Medscape: Practioner's Corner - Low Value Care in Medicine - a misnomer? | Heart and Vascular Health | Scoop.it

Hi. Seth Bilazarian on theheart.org on Medscape, for my Private Practice blog. I want to comment on a paper called "Measuring Low-Value Care in Medicare" that was published in JAMA Internal Medicine on May 12.[1]

I want to give some comments. As a community-based clinical cardiologist, I work in a cardiac cath lab. Those are essentially my disclosures.

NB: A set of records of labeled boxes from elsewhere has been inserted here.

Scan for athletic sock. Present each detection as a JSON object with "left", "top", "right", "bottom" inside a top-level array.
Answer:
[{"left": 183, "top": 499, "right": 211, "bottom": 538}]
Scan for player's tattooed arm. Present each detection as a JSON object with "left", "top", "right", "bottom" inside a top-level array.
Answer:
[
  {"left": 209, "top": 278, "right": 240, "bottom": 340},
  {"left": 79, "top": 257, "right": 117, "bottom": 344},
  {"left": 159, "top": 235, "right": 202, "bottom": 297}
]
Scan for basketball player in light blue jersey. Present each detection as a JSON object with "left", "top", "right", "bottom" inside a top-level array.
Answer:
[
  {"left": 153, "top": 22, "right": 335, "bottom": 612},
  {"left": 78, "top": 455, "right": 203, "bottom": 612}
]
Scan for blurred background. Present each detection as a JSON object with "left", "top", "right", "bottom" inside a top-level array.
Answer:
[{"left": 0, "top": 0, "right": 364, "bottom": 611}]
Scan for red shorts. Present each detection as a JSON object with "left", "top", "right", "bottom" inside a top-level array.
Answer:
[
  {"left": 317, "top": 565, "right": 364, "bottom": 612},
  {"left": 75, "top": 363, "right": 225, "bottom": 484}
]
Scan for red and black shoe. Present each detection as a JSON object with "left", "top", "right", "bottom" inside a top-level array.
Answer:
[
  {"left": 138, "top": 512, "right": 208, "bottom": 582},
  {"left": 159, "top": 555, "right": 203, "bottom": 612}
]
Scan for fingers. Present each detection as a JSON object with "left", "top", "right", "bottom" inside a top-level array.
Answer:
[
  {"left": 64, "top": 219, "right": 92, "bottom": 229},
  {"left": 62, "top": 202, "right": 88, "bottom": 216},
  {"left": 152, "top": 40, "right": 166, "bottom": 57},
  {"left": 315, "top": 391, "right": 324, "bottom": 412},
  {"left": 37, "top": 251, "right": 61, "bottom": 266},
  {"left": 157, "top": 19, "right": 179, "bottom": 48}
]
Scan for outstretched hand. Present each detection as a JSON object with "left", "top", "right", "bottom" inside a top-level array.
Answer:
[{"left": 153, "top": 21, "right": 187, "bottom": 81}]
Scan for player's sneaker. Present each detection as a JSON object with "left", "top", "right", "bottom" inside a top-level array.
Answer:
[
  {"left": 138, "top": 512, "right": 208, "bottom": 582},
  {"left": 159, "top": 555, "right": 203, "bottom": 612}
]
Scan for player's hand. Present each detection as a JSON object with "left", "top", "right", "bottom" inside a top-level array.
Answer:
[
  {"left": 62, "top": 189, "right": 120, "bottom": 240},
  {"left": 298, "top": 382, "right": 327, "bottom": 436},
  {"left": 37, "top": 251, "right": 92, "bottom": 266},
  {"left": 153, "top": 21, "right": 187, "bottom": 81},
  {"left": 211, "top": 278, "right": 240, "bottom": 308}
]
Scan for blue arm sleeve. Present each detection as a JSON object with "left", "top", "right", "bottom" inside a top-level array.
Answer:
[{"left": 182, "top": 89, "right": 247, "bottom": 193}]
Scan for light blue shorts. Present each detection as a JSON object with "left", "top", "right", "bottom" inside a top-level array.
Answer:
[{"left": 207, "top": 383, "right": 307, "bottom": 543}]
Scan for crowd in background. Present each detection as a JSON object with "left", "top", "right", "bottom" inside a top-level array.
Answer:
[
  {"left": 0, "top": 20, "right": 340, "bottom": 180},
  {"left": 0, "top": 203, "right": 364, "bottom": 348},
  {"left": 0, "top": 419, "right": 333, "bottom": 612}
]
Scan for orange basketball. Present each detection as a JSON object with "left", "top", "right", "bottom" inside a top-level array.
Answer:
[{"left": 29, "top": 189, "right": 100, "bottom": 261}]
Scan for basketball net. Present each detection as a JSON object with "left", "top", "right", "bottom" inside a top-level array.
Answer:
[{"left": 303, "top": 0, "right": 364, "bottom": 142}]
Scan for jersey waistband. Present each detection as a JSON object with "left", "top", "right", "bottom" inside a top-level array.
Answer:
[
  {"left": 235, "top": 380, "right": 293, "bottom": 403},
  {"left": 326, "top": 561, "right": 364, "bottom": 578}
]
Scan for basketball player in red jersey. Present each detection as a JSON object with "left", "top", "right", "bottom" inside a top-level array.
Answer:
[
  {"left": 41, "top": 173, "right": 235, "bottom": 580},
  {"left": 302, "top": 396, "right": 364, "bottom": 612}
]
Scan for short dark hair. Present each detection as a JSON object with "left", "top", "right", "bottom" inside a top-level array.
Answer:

I want to comment about what I think is a pendulum swinging from physicians being an integral part of healthcare delivery, and problem-solving in that delivery, to being seen as a major impediment and cost-driver, which I think is a significant detriment. This paper concerns me as a clinical cardiologist in several ways. I am a retail deliverer of cardiology. I don't look at healthcare policy; that is not my profession. I am a practitioner. The discussion in this paper was at a higher level than where I practice, but I think it has important implications and I want to share with the Medscape community and get other physicians to weigh in.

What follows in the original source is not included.